Monday, May 11, 2009

Ethology


I absolutely adore animals, although I only have 2 pets myself, a gerbil and a cat. Salisbury Steak and Sprite Stenzel, respectively, although they are not named after food. Sprite was a stray we picked up while moving to our new house (when I was 5 or so), named for her elusive nature: a sprite being either 1) a small or elusive supernatural being, or 2) a large, dim, red flash that appears above active thunderstorms in conjunction with lightning. She was aptly named for eluding the disasters that befell every other cat in the Stenzel household. The last of her kind...

Salisbury Steak is another story. I had to purchase a subject to experiment on for an AP Biology ethology project. Ethology, as you may or may not know, is the scientific study of behavior in (living) organisms. Every year at our school the AP & IB Biology students have a major ethology project in late May / early June, as sort of a last hurrah after the major bio exam. In order to perform their experiments, they need some sort of living organism (obviously) that the school doesn't provide (obviously) and that they have to take care of once the experiment is done (obviously). They also have to keep their "subjects" in the school's science lab until the experiments are done, which I consider rather unfair to the poor li'l critters. But I digress.
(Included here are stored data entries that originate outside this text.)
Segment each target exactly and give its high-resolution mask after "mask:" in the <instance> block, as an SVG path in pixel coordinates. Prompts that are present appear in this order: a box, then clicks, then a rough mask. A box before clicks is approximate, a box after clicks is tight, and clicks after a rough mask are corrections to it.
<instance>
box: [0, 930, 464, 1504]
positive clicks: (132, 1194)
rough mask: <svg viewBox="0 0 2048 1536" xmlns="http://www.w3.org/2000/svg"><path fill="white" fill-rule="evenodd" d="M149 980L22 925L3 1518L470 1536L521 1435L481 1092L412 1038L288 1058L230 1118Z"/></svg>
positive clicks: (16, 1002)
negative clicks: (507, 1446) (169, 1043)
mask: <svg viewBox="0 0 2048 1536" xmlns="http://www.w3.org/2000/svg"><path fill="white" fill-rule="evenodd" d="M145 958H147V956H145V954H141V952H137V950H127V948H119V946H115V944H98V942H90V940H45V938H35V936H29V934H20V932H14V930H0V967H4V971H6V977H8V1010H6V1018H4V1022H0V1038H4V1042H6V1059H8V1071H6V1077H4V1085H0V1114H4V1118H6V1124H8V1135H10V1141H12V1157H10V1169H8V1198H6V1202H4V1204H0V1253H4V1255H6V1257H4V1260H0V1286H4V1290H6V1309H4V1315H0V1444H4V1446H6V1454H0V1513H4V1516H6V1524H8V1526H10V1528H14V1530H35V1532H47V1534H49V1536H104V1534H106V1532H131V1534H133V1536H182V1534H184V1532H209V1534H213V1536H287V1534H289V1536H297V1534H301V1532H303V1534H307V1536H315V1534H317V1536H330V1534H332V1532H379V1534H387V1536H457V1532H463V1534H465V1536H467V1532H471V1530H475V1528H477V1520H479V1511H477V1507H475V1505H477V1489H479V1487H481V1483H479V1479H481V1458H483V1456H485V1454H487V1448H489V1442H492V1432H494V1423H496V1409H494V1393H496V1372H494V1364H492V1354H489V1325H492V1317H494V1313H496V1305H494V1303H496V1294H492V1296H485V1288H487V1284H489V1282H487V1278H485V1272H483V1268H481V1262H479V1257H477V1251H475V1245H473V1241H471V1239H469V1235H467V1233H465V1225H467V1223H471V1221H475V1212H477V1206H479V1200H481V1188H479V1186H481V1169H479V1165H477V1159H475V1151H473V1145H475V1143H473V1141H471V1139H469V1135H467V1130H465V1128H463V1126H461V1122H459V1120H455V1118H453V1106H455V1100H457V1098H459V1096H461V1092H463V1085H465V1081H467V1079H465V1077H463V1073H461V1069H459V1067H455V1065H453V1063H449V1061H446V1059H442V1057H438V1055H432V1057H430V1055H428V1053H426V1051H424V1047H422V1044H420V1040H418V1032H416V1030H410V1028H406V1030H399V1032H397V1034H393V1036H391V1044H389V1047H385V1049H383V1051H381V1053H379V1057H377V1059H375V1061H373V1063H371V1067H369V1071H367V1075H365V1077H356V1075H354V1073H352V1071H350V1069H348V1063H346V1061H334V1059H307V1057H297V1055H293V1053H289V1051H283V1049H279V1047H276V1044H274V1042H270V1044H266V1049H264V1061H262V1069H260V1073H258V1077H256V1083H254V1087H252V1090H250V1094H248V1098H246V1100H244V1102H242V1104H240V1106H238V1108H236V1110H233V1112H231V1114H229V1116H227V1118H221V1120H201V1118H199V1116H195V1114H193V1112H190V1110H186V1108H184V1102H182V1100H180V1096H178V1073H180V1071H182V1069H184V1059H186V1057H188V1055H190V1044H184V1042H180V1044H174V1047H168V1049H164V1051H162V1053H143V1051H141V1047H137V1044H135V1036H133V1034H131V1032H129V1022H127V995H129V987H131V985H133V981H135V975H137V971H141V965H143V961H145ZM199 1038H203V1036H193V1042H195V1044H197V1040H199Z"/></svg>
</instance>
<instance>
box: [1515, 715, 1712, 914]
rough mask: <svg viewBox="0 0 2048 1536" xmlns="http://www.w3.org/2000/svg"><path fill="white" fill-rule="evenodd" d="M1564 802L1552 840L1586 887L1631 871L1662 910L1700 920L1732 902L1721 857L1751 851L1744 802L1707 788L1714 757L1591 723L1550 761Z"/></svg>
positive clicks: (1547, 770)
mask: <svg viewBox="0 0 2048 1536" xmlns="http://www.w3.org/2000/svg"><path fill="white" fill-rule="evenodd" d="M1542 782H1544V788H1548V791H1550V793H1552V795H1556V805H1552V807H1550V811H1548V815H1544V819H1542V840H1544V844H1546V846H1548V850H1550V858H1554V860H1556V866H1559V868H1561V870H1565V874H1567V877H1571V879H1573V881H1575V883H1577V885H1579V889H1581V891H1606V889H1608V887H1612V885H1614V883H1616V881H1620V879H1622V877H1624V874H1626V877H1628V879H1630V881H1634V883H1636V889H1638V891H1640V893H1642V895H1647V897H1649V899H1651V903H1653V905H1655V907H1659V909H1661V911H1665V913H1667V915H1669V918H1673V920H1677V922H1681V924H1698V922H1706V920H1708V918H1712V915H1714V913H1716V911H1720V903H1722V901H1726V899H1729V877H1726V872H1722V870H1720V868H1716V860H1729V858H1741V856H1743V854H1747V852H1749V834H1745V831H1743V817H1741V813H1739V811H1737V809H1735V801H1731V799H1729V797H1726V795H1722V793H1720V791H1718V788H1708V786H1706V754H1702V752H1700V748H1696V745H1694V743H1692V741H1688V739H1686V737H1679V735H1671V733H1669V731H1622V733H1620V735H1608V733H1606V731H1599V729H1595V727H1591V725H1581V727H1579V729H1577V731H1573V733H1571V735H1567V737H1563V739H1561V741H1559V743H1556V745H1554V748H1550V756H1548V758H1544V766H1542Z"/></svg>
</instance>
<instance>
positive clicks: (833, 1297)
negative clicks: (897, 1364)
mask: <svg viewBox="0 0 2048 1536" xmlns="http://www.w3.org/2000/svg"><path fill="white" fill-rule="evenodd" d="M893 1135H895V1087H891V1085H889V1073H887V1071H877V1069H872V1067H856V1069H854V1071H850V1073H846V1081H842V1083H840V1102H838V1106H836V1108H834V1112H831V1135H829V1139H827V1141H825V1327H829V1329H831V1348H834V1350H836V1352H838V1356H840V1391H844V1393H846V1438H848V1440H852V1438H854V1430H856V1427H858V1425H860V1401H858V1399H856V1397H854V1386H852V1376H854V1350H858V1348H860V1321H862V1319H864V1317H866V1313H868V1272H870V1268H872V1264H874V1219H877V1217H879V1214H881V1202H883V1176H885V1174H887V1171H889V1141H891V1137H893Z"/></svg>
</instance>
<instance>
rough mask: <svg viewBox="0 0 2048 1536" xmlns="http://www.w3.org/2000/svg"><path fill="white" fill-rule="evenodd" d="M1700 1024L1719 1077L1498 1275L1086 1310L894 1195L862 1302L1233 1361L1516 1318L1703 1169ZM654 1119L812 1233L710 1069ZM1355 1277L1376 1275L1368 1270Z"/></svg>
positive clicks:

Anyway, I decided to BS my project because I was lazy and had senioritis (going on 3 years). So I purchased a box of Dixie paper cups and decided to record what a hamster did with them. Probably the worst project in school history, with no set time frame or control groups or anything. What will a hamster do with cups? Ooh, how exciting! I dragged my parents out to Petsmart (the Pet Smart Pets Mart) and moseyed on over to the 'small rodent' cage to pick out some random hamster.

And there he was. Not a hamster, but a tiny little gerbil staring up at me with his puny paws up against the glass. "Take me home?" his big watery eyes begged, and I was helpless to refuse. Within mere seconds I was the owner of a baby bundle of panic and mayhem. But how was I to know his evil ways? He was just so adorable! So I took the little guy home, set him up in a fish tank (not full of water, I'm not that insane), and set on the impossible task of naming him.


Skip the migraines, trashed notebooks, and 8 days, I ended up picking Salisbury: the city 13 kilometers south of Stonehenge. Or the capitol of Zimbabwe. Either way worked, really. I bring him to class, excited and proud to have picked out such an exotic name. My friend Jeff asks what his name is. "Salisbury!" I declare proudly.

"Oh, you mean like the steak?"

And suddenly my whole world crumbled. Everyone I showed Sal off to asked the same thing, over and over. And no matter how much I denied it, there was no shaking that extra "Steak" from his name. So now I had a gerbil not named after a mystical and mysterious construction of giant stones, or the exotic capitol of a far off land, but a common food item. Crap.

My only option was to twist the words around: 'Salisbury Steak' became 'Salisbury is not a Steak', then 'Salisbury likes to eat Steak', and my favorite, 'Salisbury would totally win in a fight against Steak'. Finally a name set: 'Salisbury, not like the Steak'. Despite this small victory over his oppressors, 'not like the' slowly diminished away until just 'Salisbury Steak' was left. And, well, it stuck.

So there you have it: the story of how my gerbil got his name. The actual ethology project is a whole other (incredibly long and painful) story altogether...maybe that will be related later on.